Moltissimi disturbi fisici, tra cui i dolori cronici, la stanchezza, le cefalee e le emicranie, non sono altro che campanelli d’allarme che il corpo invia quando si sente ignorato. È proprio vero, non essere padroni della propria vita ha un prezzo: spesso non riusciamo a riconoscere gli elementi davvero pericolosi o dannosi per noi o, peggio, non siamo capaci di distinguerli da ciò che invece potrebbe farci bene.

Accrescere la consapevolezza ed essere padroni della propria vita

La corteccia prefrontale mediale (d’ora in poi CPFM), conosciuta anche come “torre di controllo” ha il compito di supervisionare le nostre percezioni. È risaputo che la meditazione e lo yoga possono aiutarci a trovare un equilibrio, a prendere coscienza delle nostre sensazioni, ma soprattutto a essere padroni della nostra vita.

Meditazione

Negli ultimi anni è stato possibile osservare gli effetti benefici dell’esercizio fisico e somatico sulla liberazione di energia, specialmente in quegli individui che presentano un “blocco” come nel caso degli ex militari, che spesso si ritrovano “intrappolati” in una bolla di terrore.
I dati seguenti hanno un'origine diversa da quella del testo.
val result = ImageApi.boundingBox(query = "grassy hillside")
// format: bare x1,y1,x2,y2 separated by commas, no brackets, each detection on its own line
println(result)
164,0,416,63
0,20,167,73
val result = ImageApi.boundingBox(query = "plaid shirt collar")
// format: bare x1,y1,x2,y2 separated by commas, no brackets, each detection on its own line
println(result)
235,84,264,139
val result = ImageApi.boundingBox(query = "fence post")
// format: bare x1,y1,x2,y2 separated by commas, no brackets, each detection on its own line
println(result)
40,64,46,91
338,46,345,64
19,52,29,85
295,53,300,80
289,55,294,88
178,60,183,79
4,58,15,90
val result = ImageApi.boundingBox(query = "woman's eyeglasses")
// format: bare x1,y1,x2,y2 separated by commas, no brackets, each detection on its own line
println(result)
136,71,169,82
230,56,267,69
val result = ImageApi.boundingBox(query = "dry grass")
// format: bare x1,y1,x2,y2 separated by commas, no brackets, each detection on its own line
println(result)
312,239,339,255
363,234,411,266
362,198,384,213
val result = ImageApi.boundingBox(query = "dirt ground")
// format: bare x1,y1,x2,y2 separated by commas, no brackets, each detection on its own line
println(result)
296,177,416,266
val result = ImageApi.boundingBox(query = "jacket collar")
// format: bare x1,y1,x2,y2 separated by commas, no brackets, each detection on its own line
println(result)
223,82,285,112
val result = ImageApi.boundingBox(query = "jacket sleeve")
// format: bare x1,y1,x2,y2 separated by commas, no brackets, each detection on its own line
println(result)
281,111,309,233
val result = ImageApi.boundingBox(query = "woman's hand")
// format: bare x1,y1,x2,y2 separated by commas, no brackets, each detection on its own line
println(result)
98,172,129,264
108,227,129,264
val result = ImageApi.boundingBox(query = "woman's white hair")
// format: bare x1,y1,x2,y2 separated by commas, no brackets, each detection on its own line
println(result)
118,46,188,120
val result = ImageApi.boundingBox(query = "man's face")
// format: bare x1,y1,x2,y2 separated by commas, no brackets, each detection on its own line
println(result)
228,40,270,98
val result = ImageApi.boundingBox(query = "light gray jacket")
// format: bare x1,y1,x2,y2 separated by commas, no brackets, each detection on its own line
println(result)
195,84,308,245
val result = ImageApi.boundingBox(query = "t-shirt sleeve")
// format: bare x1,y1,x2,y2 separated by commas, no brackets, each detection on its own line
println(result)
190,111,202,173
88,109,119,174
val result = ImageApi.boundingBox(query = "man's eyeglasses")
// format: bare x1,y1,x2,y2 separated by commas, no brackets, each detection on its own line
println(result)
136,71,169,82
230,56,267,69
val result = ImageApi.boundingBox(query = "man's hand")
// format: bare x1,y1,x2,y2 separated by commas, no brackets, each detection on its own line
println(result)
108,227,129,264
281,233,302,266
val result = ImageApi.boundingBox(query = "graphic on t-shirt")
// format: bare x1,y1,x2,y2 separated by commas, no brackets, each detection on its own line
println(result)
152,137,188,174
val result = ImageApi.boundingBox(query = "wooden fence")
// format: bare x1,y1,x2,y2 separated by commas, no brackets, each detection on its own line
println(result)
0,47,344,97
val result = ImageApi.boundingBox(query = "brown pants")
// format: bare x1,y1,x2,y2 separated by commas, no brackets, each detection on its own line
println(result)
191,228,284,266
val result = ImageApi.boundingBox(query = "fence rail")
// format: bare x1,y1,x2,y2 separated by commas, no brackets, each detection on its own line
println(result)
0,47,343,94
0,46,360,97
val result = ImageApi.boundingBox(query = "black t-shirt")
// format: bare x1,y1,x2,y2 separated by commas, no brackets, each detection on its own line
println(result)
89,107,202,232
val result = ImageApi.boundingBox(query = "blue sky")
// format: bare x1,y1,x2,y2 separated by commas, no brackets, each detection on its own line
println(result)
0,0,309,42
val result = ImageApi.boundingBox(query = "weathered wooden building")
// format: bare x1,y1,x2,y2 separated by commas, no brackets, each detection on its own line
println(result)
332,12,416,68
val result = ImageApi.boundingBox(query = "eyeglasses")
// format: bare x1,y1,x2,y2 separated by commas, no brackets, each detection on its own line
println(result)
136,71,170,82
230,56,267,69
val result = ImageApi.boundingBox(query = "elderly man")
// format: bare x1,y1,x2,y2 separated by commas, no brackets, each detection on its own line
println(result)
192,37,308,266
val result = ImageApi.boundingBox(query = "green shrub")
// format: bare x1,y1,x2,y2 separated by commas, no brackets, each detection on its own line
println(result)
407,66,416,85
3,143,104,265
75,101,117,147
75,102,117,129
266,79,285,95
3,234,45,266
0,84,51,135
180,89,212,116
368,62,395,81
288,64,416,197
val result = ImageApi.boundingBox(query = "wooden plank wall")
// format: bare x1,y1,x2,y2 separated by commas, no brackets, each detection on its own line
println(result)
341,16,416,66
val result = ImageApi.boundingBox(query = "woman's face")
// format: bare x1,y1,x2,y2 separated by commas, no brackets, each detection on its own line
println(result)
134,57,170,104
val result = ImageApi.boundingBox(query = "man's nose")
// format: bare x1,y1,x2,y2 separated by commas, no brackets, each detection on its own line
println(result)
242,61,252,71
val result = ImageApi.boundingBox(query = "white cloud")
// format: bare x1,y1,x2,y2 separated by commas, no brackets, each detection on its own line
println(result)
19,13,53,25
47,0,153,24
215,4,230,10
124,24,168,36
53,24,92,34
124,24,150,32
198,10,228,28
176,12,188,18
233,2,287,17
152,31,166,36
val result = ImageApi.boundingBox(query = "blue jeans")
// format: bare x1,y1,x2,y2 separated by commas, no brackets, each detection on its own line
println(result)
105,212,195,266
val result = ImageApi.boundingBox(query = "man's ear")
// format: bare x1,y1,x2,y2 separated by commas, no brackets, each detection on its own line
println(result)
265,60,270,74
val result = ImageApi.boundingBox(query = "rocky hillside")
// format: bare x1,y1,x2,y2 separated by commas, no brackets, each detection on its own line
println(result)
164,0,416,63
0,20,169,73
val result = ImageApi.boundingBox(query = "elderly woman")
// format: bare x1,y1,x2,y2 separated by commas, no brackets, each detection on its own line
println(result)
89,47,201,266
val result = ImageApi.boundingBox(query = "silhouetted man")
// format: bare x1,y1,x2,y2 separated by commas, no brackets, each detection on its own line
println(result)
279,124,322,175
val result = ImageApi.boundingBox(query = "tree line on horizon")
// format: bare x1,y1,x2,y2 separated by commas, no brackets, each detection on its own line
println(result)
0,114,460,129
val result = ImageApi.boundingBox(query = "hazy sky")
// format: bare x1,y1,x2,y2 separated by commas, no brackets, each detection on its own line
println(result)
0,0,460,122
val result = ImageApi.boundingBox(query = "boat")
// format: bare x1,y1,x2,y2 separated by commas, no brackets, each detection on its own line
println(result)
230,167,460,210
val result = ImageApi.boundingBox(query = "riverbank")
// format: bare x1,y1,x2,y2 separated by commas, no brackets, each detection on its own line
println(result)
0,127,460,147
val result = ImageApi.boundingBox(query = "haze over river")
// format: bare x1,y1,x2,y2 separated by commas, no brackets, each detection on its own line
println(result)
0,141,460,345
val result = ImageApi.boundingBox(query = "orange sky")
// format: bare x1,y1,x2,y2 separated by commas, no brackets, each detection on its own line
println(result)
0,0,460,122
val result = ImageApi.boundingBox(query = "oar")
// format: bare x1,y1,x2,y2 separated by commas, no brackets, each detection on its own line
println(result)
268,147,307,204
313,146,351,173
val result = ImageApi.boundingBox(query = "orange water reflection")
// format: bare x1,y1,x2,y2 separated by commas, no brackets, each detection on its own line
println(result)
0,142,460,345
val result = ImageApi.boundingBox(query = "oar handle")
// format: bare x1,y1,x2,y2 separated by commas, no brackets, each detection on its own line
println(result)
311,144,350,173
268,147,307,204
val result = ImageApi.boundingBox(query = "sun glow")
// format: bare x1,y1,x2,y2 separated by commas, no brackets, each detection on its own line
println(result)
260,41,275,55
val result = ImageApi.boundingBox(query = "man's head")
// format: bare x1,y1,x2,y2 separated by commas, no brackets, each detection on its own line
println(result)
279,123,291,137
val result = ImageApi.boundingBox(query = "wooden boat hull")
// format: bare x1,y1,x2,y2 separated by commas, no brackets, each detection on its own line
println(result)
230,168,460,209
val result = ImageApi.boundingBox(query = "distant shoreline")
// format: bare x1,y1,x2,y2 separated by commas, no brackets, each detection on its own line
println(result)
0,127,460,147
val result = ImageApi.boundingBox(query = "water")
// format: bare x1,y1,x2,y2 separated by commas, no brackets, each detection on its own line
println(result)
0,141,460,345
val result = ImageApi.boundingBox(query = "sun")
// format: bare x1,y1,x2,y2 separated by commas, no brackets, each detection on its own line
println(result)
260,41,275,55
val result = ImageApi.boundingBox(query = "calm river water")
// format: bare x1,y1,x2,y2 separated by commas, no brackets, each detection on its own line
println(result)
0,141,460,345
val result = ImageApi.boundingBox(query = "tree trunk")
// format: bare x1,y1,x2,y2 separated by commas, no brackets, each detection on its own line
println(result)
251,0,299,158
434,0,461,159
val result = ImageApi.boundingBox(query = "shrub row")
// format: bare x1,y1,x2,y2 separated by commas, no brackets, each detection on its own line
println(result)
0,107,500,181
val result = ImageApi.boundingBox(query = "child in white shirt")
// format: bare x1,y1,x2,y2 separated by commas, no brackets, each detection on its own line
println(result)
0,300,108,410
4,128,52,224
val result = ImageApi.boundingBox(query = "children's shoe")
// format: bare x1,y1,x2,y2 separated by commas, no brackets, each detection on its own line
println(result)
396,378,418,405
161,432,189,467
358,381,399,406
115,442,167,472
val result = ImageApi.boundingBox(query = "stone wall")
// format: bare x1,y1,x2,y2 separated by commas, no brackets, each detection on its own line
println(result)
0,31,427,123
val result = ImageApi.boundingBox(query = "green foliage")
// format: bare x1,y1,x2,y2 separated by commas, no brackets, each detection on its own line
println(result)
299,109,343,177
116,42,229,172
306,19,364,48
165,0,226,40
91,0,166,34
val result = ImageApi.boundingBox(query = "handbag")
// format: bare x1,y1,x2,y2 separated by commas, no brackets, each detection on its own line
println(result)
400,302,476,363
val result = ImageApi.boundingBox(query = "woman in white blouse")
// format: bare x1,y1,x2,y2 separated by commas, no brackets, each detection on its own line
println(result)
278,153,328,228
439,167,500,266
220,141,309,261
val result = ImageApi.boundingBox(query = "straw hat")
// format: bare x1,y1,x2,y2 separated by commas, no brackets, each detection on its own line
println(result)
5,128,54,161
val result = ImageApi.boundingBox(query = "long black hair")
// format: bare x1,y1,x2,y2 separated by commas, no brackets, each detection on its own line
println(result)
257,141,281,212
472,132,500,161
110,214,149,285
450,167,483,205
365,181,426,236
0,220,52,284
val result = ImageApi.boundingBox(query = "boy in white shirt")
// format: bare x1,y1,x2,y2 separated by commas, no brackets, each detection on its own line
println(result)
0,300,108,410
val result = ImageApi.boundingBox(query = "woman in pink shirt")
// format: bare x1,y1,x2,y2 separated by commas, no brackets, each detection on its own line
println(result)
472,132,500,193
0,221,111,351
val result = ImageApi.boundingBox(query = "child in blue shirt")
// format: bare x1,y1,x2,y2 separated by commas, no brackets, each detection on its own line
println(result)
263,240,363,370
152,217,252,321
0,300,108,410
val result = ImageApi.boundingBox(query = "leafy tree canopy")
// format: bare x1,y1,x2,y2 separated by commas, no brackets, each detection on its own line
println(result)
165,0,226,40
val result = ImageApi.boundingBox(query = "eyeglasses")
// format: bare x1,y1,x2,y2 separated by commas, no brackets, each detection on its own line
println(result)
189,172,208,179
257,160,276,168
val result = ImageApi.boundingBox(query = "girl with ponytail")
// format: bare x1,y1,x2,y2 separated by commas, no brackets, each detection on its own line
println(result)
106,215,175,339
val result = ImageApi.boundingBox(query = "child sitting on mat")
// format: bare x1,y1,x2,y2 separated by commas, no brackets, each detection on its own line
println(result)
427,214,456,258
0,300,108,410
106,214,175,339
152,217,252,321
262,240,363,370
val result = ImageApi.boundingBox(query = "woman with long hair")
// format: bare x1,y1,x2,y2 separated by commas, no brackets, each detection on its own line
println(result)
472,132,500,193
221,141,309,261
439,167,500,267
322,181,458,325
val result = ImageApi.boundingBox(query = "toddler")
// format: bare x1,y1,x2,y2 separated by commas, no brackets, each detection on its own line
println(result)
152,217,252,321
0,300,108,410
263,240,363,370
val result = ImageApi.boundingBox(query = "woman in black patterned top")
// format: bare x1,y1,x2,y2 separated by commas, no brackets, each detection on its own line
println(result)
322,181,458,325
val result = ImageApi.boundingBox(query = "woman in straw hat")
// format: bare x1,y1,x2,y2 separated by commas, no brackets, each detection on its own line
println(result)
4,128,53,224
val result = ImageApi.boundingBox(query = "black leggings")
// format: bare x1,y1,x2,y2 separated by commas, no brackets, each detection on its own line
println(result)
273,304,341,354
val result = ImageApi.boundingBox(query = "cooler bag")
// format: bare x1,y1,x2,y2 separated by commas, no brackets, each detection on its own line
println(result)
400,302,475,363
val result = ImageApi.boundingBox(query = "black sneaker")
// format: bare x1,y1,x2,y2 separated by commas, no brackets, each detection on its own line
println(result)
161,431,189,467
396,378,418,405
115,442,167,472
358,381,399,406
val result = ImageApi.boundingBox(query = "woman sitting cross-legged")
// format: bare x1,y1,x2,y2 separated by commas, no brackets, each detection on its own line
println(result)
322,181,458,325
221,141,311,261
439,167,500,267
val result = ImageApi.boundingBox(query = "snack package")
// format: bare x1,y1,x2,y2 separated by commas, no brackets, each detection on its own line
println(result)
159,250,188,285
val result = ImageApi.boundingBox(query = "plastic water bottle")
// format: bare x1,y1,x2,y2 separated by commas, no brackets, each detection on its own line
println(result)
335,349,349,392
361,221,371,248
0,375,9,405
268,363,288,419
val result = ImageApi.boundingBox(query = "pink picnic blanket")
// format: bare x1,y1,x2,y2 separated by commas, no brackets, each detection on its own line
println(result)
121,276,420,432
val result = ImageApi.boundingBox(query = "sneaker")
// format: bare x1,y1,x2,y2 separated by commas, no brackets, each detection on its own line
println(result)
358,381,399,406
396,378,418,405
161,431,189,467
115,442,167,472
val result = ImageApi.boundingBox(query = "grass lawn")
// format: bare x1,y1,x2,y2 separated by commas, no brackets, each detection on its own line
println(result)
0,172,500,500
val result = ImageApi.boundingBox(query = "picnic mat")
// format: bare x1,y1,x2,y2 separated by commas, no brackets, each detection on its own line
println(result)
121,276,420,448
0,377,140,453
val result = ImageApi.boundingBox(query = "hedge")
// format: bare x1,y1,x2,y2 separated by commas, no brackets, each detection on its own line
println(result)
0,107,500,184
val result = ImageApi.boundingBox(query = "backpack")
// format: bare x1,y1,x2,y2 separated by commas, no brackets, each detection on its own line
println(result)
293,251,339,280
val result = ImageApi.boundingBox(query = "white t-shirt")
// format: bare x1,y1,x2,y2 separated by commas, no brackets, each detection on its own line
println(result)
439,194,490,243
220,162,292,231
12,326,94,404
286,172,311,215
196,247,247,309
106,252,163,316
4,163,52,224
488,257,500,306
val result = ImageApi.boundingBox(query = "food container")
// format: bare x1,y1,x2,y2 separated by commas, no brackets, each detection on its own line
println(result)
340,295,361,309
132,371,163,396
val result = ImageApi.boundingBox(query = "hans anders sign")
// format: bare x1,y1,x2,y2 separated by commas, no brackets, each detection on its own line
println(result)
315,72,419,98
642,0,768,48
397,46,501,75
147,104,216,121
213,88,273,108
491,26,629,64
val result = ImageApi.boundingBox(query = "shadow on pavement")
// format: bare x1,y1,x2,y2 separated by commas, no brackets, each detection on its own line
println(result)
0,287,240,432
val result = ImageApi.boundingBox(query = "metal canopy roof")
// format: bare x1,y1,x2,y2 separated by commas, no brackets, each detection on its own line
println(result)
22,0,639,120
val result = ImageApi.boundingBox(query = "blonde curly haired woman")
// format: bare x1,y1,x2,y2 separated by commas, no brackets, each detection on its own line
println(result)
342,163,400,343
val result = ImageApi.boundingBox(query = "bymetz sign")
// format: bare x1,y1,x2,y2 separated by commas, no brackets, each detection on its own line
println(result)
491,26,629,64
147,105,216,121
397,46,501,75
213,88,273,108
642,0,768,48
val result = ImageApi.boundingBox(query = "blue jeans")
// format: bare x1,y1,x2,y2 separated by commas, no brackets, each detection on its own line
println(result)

Lavorare sulla propria interocezione attraverso l’esercizio fisico può rivelarsi un’ottima strategia per comprendere meglio le proprie esigenze e i messaggi che il proprio organismo invia.

“Essere capaci di dare voce a quello che si prova, attribuirgli un senso, avere rispetto delle proprie emozioni e dei propri sentimenti, saper riconoscere le proprie necessità, sono questi  i segreti fondamentali per imparare l’arte dell’essere padrone di se stesso.”

Essere padroni di se stessi significa conoscere e sapersi affidare ai propri sentimenti, al proprio intuito. Insomma, ascoltare il proprio Io interiore. Bisogna prendere le redini della propria vita, altrimenti sarà qualcun altro a controllarci. Ma ma si sa, non è un’impresa facile, soprattutto perché presuppone la conoscenza e l’accettazione di sé; solo così si può pensare a un nuovo progetto di vita basato sulla consapevolezza di sé.

Ecco alcune domande che possiamo porci per misurare il nostro grado di consapevolezza di noi stessi: Cosa mi aspetto dalla mia vita? Quali sono i miei sogni e le mie aspirazioni? Di chi o di cosa ho bisogno per stravolgere un po’ la mia vita?